Date of Award

Spring 1-1-2012

Document Type

Dissertation

Degree Name

Doctor of Philosophy (PhD)

Department

Physics

First Advisor

Margaret M. Murnane

Second Advisor

Henry C. Kapteyn

Third Advisor

Steven Cundiff

Abstract

Recently, ultrafast, coherent X-ray science and technology has received a lot of attentions, especially with respect to tabletop X-rays produced by high harmonic generation (HHG). The femtosecond-to-attosecond X-ray pulse enables the dynamics of chemical reactions, nano-materials and bio-molecular systems to be studied with unprecedented temporal and spatial resolution. However, the bright HHG light source is limited to < 150 eV spectral region due to phase-mismatch issue and the lack of the right driving laser wavelength. Development of phase-matching scheme and different-wavelength lasers for extending bright HHG to shorter wavelengths becomes a challenge. Over the past five years, we essentially solve the high-harmonic phase matching problem using longer driving wavelengths.

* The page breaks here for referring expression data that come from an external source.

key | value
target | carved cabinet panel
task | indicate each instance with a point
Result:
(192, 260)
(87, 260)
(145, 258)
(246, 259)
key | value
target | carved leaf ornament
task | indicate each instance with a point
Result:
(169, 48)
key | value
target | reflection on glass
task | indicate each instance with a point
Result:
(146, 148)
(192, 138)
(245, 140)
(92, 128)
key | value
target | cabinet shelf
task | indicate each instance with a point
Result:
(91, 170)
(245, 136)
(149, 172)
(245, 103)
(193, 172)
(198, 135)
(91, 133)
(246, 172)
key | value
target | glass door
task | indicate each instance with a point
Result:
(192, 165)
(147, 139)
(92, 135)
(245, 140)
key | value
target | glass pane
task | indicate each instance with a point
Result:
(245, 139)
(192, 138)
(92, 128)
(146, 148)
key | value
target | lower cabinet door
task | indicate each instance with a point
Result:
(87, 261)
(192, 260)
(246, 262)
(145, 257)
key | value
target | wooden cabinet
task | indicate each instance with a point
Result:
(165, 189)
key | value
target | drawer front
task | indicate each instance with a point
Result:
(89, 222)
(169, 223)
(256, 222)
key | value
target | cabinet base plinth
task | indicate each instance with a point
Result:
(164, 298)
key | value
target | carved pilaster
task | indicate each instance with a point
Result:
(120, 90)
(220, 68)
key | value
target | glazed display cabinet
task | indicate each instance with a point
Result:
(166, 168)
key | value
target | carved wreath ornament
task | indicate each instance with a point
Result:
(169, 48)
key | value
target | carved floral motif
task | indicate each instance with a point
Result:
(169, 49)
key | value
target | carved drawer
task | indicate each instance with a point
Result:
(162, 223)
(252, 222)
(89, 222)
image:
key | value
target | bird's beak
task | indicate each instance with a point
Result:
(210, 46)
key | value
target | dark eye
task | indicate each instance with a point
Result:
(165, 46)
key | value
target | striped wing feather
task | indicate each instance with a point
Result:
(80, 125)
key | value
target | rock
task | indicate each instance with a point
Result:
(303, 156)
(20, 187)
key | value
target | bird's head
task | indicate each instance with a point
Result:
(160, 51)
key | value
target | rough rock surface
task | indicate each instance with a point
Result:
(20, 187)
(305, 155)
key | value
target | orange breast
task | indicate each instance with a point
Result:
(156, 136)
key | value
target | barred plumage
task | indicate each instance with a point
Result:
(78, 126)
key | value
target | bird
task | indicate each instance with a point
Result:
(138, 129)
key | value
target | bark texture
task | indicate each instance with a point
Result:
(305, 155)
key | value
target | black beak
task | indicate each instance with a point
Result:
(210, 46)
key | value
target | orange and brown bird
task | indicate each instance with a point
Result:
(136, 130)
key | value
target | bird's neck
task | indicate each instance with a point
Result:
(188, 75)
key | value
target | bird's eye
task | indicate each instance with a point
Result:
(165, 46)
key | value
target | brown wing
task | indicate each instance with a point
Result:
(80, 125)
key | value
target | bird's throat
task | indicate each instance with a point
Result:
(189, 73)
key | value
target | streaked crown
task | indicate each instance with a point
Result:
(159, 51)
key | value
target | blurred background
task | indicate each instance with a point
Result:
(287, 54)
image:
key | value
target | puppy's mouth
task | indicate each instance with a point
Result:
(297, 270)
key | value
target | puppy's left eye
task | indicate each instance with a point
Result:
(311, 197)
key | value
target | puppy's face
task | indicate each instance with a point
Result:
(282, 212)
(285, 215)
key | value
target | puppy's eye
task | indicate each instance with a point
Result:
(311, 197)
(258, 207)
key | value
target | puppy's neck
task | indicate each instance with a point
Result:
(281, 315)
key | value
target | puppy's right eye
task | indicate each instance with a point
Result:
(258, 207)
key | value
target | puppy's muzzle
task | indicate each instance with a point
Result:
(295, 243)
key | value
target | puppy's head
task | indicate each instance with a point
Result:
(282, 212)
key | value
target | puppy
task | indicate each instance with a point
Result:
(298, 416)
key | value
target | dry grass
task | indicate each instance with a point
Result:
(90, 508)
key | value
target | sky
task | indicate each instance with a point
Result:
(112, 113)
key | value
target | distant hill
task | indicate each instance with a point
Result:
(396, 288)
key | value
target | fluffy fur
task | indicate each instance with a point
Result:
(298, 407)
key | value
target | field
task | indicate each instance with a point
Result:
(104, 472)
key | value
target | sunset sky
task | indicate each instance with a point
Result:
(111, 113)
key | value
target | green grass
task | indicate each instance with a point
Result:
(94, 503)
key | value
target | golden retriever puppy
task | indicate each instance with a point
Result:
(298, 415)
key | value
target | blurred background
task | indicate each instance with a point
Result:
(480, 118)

Our experimental results have shown that full phase matching of HHG scales very strongly with wavelength of the driving laser, making it possible for the first time to obtain bright phase-matched emission to the 0.5 keV using a 2 mum laser and the keV using a 3.9 mum laser with a conversion efficiency >1000 times that previously reported. Their supercontinuum bandwidths are capable of generation extremely short pulses down to single digit attoseconds ( 10--18 sec). This timescale is remarkable in that it approaches a new regime where light transit times approach atomic dimensions. On the other hand, by using a shorter wavelength of driving laser (0.4 um), we also optimized the HHG flux ˜ 10 times brighter than before in the EUV spectral region between 45 and 60 eV. We found that the most substantial HHG enhancement arises when the right combination of the laser wavelengths, gas species and gas pressures. A high flux tabletop coherent X-ray beam line is feasible to implement, for applications in biological and materials imaging, or as a seeding source for a free-electron laser amplifier.